Source ; Shutterstock.com
Bagi saya, sangat manusiawi sekali manakala kita dikasih masalah sama Allah dan seakan-akan terasa beraaaat banget dan memang berat sih, ya karena kita memang mahluk yang lemah. Mahluk yang nggak punya daya apa-apa tanpa pertolongan-Nya. Jadi ya wajar banget kalo kita ngeluh, komplain yang berlebihan, ngedumel yang nggak proporsional. Parahnya lagi suudzon yang nggak-nggak sama yang ngasih masalah. Kalo sudah gini, kita sudah ngaku mahluk yang lemah, nggak mampu apa-apa tapi ya jangan lupa selain lemah kita juga mahluk yang sempurna lho, diberi akal dan pikiran, masak iya kita biarin gitu aja, masak sih kita bakalan cuman meratap, memelas dan berpangku harapan dengan mematri satu ungkapan sakti ‎‎”yang terjadi-terjadilah”. Tanpa ada satu dua hal yang bisa kita perbuat.

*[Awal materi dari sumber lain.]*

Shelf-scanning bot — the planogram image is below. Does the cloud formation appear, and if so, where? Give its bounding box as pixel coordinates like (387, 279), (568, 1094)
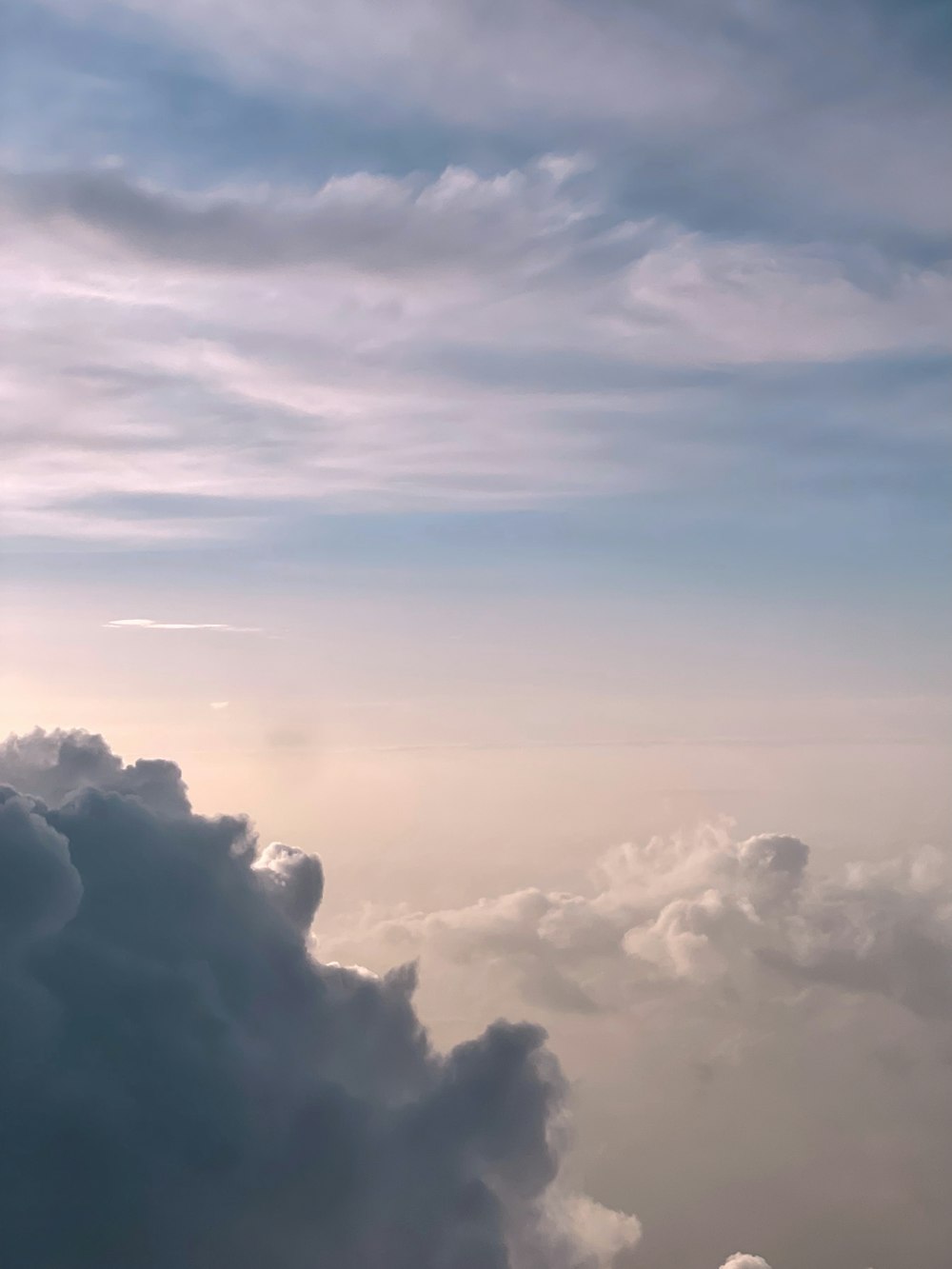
(0, 732), (639, 1269)
(325, 823), (952, 1269)
(332, 824), (952, 1021)
(5, 155), (949, 545)
(106, 617), (260, 631)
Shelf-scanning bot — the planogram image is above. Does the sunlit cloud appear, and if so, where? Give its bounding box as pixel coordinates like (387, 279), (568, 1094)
(104, 617), (262, 631)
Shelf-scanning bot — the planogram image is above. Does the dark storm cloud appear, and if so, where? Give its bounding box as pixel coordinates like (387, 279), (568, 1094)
(0, 728), (189, 815)
(0, 732), (637, 1269)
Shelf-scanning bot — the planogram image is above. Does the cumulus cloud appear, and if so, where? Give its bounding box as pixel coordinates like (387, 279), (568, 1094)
(313, 821), (952, 1269)
(0, 732), (639, 1269)
(0, 728), (189, 815)
(340, 824), (952, 1019)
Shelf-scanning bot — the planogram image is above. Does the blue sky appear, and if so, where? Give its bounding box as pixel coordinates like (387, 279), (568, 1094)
(3, 0), (952, 736)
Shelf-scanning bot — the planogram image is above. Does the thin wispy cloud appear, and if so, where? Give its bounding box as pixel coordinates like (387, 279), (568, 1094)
(104, 617), (262, 631)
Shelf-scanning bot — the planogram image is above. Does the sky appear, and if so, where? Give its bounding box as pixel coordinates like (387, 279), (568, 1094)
(0, 0), (952, 1269)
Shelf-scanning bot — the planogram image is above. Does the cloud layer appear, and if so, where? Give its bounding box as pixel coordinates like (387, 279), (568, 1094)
(325, 823), (952, 1269)
(0, 732), (639, 1269)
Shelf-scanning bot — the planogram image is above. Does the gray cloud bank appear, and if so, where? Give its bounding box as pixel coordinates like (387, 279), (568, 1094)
(325, 823), (952, 1269)
(0, 732), (639, 1269)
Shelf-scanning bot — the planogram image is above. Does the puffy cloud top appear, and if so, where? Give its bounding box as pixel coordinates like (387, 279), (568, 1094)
(0, 732), (639, 1269)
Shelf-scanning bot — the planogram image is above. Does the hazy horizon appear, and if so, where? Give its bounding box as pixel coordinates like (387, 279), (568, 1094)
(0, 0), (952, 1269)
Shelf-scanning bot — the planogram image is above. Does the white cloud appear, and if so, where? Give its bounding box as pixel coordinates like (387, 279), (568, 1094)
(313, 823), (952, 1269)
(0, 159), (952, 545)
(106, 617), (262, 631)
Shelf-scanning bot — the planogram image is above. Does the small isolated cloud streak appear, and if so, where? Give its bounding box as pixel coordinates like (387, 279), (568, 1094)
(325, 823), (952, 1269)
(103, 617), (262, 631)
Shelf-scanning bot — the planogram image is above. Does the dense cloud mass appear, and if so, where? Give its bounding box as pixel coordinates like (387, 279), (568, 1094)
(0, 732), (639, 1269)
(332, 824), (952, 1019)
(325, 823), (952, 1269)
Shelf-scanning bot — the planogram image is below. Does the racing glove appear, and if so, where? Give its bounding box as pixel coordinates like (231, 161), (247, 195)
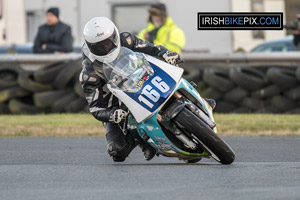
(109, 109), (128, 124)
(158, 50), (180, 65)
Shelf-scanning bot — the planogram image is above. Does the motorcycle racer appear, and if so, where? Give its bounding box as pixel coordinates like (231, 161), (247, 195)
(79, 17), (180, 162)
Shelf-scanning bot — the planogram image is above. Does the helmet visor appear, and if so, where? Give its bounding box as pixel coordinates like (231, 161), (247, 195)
(85, 30), (118, 56)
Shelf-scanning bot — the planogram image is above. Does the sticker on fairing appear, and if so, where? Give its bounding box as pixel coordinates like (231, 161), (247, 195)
(125, 62), (176, 112)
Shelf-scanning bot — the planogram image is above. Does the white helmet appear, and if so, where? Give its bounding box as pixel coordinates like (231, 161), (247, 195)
(83, 17), (121, 62)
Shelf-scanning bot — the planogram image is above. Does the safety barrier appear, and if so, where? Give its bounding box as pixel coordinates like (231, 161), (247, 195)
(0, 53), (300, 113)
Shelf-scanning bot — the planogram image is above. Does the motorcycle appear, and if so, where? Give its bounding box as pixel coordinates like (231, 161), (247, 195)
(103, 47), (235, 164)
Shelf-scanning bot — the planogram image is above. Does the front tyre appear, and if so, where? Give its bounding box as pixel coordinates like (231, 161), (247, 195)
(174, 108), (235, 165)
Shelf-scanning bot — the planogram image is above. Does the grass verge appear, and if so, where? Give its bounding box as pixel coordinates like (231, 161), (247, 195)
(0, 114), (300, 137)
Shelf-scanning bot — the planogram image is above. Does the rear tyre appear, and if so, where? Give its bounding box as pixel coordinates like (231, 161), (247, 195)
(174, 108), (235, 165)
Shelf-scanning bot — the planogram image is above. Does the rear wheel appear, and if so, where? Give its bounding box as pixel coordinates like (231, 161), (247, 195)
(174, 108), (235, 164)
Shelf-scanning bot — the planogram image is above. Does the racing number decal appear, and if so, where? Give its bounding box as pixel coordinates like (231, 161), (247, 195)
(138, 76), (170, 108)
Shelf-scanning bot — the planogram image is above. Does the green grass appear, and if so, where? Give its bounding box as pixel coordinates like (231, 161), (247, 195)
(0, 114), (300, 137)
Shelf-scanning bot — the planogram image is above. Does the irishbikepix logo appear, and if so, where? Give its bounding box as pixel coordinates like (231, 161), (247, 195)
(198, 12), (283, 30)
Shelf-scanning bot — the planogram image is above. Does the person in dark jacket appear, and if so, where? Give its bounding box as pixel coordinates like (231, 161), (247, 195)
(79, 17), (180, 162)
(33, 8), (73, 53)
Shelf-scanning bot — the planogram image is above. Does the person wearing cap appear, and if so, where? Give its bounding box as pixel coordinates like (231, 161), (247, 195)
(33, 7), (73, 53)
(292, 12), (300, 51)
(138, 3), (185, 54)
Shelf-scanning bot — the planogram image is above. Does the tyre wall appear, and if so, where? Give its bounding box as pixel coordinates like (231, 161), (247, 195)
(0, 59), (300, 114)
(183, 65), (300, 114)
(0, 59), (88, 114)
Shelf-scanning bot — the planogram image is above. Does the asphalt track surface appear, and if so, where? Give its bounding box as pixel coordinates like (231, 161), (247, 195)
(0, 137), (300, 200)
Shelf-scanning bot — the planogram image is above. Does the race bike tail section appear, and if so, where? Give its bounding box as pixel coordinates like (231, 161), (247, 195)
(104, 47), (235, 164)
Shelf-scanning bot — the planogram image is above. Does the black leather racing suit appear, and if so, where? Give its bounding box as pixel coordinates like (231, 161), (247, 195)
(79, 32), (167, 161)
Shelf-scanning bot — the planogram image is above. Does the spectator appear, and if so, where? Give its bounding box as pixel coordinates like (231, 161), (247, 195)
(33, 8), (73, 53)
(292, 13), (300, 51)
(138, 3), (185, 54)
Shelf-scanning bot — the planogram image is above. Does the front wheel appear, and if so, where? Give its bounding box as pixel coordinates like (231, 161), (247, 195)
(174, 108), (235, 165)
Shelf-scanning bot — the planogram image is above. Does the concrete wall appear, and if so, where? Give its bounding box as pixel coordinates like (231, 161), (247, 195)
(0, 0), (26, 45)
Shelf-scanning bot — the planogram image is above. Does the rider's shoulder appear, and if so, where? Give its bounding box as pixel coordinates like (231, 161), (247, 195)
(120, 32), (135, 48)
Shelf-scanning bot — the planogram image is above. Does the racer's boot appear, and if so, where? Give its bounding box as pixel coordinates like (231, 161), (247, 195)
(204, 98), (217, 109)
(105, 124), (136, 162)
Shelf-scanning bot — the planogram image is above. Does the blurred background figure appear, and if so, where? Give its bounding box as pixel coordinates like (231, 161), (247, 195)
(33, 7), (73, 53)
(292, 12), (300, 51)
(138, 3), (185, 53)
(284, 12), (300, 51)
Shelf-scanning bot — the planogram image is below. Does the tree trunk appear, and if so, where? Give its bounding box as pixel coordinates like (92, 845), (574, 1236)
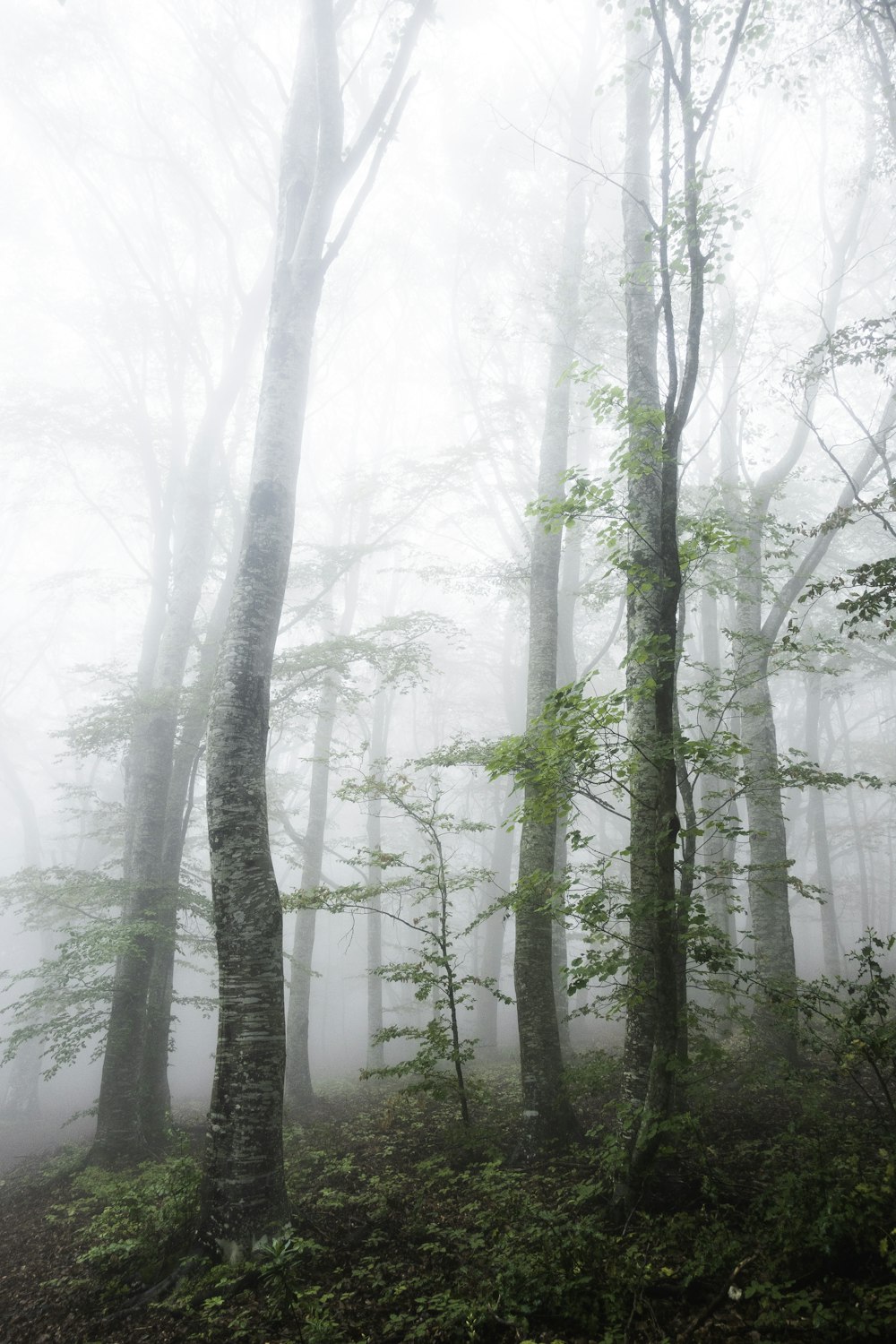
(513, 13), (595, 1153)
(622, 4), (675, 1105)
(90, 268), (270, 1163)
(806, 672), (842, 980)
(366, 685), (390, 1069)
(476, 797), (513, 1050)
(729, 118), (875, 1064)
(285, 669), (340, 1116)
(140, 566), (240, 1150)
(200, 0), (431, 1258)
(0, 742), (44, 1124)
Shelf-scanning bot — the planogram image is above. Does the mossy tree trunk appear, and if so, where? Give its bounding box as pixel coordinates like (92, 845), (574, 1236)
(200, 0), (431, 1257)
(513, 4), (595, 1153)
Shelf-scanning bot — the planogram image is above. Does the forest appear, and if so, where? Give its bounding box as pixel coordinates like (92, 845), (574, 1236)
(0, 0), (896, 1344)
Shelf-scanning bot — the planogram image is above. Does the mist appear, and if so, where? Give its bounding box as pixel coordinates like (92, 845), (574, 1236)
(0, 0), (896, 1344)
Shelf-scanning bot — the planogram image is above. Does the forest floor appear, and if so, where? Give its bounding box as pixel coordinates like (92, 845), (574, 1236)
(0, 1054), (896, 1344)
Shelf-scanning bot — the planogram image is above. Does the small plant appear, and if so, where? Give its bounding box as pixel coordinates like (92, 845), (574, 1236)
(49, 1156), (200, 1293)
(300, 745), (511, 1125)
(799, 929), (896, 1126)
(255, 1228), (323, 1344)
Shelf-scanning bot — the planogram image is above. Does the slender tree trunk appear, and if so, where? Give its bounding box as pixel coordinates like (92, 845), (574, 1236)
(200, 0), (431, 1258)
(140, 564), (240, 1150)
(731, 124), (875, 1064)
(513, 13), (595, 1152)
(476, 798), (513, 1050)
(806, 672), (842, 980)
(0, 744), (43, 1124)
(622, 4), (675, 1124)
(285, 669), (340, 1116)
(366, 685), (390, 1069)
(91, 268), (270, 1163)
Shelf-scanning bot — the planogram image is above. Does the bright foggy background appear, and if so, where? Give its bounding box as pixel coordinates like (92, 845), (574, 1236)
(0, 0), (896, 1145)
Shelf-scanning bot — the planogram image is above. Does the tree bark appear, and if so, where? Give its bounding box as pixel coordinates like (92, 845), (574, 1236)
(91, 254), (270, 1163)
(513, 4), (595, 1153)
(200, 0), (431, 1258)
(285, 669), (340, 1116)
(366, 685), (390, 1069)
(806, 672), (842, 980)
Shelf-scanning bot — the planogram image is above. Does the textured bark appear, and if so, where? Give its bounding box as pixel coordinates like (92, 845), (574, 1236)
(476, 798), (513, 1050)
(513, 15), (595, 1153)
(806, 672), (844, 980)
(731, 126), (893, 1064)
(0, 742), (43, 1124)
(366, 687), (390, 1069)
(200, 0), (431, 1257)
(622, 4), (677, 1105)
(285, 671), (340, 1113)
(735, 394), (896, 1064)
(618, 0), (750, 1207)
(140, 564), (234, 1150)
(91, 256), (270, 1163)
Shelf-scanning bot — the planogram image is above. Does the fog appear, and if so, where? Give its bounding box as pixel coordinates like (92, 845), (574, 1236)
(0, 0), (896, 1156)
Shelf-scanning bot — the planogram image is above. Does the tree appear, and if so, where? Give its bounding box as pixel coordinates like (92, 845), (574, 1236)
(513, 0), (595, 1153)
(621, 0), (750, 1203)
(200, 0), (433, 1255)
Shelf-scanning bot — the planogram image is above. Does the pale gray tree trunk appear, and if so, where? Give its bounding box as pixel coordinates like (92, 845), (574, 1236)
(806, 672), (844, 980)
(622, 13), (677, 1124)
(285, 668), (340, 1116)
(513, 13), (595, 1152)
(140, 558), (235, 1150)
(366, 685), (391, 1069)
(200, 0), (431, 1257)
(91, 256), (270, 1163)
(0, 742), (43, 1124)
(735, 394), (896, 1064)
(616, 0), (750, 1207)
(731, 128), (887, 1064)
(476, 795), (513, 1050)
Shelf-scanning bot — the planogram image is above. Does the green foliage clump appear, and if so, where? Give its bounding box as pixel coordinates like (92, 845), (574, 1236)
(49, 1153), (200, 1296)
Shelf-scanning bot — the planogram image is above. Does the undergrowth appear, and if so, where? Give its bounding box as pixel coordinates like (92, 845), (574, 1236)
(24, 1053), (896, 1344)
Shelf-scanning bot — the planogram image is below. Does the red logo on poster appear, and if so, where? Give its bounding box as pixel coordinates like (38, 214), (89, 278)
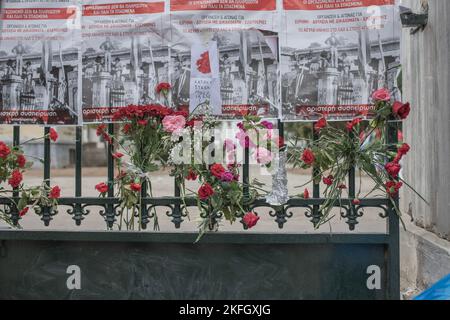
(197, 51), (211, 74)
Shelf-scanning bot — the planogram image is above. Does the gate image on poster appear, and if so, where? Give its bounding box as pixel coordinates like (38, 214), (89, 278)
(82, 0), (169, 122)
(0, 0), (81, 125)
(281, 0), (400, 121)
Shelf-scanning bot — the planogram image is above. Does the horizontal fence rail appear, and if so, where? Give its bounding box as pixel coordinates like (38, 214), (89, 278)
(0, 122), (400, 299)
(0, 121), (398, 231)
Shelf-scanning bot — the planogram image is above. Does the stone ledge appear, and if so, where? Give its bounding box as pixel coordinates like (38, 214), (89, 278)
(400, 222), (450, 298)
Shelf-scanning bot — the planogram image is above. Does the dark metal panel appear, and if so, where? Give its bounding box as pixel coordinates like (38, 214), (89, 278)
(0, 230), (389, 245)
(0, 241), (386, 299)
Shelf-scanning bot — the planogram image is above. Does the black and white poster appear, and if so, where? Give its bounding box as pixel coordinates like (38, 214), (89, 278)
(281, 0), (401, 121)
(0, 0), (81, 125)
(170, 0), (279, 118)
(82, 0), (169, 122)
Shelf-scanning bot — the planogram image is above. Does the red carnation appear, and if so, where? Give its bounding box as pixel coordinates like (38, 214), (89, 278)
(275, 136), (286, 149)
(102, 132), (112, 144)
(130, 183), (142, 192)
(198, 183), (214, 200)
(49, 128), (58, 142)
(385, 181), (403, 197)
(197, 51), (211, 74)
(322, 175), (334, 186)
(156, 82), (172, 93)
(303, 188), (309, 199)
(8, 169), (23, 188)
(95, 182), (109, 193)
(122, 123), (131, 134)
(19, 207), (28, 217)
(96, 123), (106, 137)
(398, 143), (411, 156)
(186, 170), (197, 181)
(384, 162), (402, 178)
(242, 212), (259, 229)
(113, 151), (123, 159)
(48, 186), (61, 199)
(209, 163), (226, 179)
(16, 154), (27, 168)
(137, 119), (148, 127)
(302, 149), (316, 166)
(392, 101), (411, 120)
(314, 118), (327, 131)
(0, 141), (11, 159)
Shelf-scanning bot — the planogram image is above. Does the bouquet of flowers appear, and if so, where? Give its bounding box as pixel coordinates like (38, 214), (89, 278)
(290, 89), (423, 228)
(0, 128), (61, 227)
(95, 83), (192, 230)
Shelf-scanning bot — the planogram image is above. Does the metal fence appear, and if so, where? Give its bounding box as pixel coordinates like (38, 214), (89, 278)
(0, 122), (400, 299)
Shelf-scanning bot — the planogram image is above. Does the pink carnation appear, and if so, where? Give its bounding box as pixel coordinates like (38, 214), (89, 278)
(163, 115), (186, 133)
(254, 147), (272, 164)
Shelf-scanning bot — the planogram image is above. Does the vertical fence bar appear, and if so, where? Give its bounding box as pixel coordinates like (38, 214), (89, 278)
(105, 123), (116, 229)
(311, 122), (322, 226)
(72, 126), (84, 226)
(387, 121), (400, 300)
(139, 180), (149, 230)
(346, 132), (358, 231)
(242, 144), (250, 211)
(41, 127), (52, 227)
(172, 177), (183, 229)
(10, 126), (20, 226)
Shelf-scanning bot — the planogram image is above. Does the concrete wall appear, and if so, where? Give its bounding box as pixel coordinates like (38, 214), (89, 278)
(401, 0), (450, 289)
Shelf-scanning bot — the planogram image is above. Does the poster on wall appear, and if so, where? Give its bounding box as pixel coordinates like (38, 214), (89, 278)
(82, 0), (169, 122)
(280, 0), (401, 121)
(170, 0), (280, 119)
(0, 0), (81, 125)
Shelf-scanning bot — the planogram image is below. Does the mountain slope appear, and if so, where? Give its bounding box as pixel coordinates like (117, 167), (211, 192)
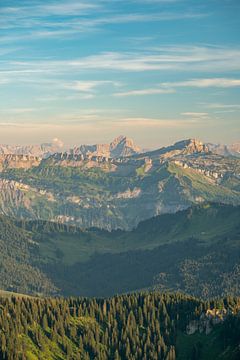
(0, 293), (240, 360)
(0, 204), (240, 297)
(0, 140), (240, 230)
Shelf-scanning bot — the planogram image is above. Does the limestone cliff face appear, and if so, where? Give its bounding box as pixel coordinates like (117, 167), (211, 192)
(72, 136), (140, 158)
(208, 142), (240, 157)
(0, 154), (41, 171)
(0, 137), (240, 230)
(0, 138), (64, 158)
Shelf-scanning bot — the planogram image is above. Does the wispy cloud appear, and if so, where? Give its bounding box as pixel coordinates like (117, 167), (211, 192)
(205, 103), (240, 110)
(161, 78), (240, 88)
(0, 46), (240, 76)
(181, 112), (208, 118)
(113, 89), (173, 97)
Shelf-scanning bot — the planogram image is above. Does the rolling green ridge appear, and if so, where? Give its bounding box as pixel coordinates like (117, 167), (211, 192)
(0, 292), (240, 360)
(0, 203), (240, 298)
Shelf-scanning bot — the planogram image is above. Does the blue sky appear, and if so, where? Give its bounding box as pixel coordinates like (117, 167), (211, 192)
(0, 0), (240, 147)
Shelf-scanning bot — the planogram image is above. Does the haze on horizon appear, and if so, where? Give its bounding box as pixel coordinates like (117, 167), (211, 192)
(0, 0), (240, 147)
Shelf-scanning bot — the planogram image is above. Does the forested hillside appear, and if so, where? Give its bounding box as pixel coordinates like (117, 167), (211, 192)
(0, 204), (240, 298)
(0, 293), (240, 360)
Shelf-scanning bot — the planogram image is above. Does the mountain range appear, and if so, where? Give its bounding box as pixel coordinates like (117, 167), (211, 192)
(0, 137), (240, 230)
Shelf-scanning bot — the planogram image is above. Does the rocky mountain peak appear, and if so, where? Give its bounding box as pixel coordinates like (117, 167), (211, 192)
(71, 135), (140, 158)
(174, 139), (209, 154)
(110, 135), (141, 157)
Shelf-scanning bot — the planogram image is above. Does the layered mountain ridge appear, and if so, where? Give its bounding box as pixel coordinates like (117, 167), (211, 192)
(0, 136), (240, 230)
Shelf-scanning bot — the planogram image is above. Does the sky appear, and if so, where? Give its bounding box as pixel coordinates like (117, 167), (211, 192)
(0, 0), (240, 148)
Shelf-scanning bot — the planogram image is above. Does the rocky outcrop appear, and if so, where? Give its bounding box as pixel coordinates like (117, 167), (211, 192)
(0, 138), (63, 158)
(186, 308), (232, 335)
(70, 136), (140, 159)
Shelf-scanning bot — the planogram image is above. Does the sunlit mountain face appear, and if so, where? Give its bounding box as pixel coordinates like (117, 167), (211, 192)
(0, 0), (240, 360)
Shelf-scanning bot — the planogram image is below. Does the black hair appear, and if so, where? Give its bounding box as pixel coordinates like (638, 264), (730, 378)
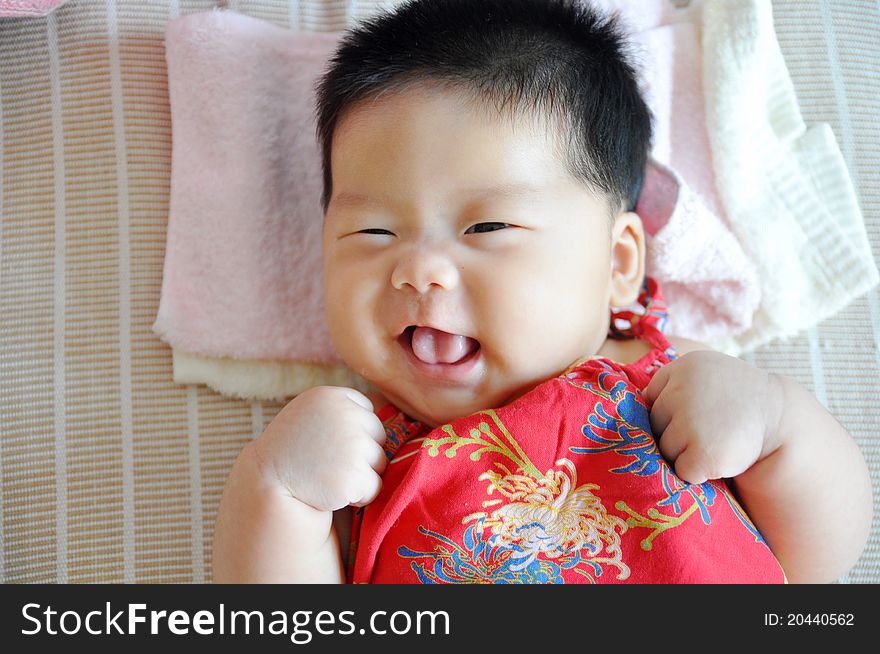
(316, 0), (651, 220)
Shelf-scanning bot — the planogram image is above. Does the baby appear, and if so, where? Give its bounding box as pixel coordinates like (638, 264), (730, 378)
(213, 0), (872, 583)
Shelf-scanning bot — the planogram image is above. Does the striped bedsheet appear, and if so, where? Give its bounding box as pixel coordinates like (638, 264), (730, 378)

Ndak usah yang muluk-muluk lah apalagi berfikir pendek sampai harus mengakhiri hidup dengan gantung diri di pohon tomat atau menenggelamkan diri di dalam gayung ( wah-wah itu termasuk mengatasi masalah tanpa solusi kali ya, hehehe). Waduh gara-gara kalimat terakhir yang memaksa menyisipkan guyonan malah memutus suasana dramatis yang udah kebangun dari paragraf pertama tadi ya. Ya udah deh kita ganti paragraf aja ya.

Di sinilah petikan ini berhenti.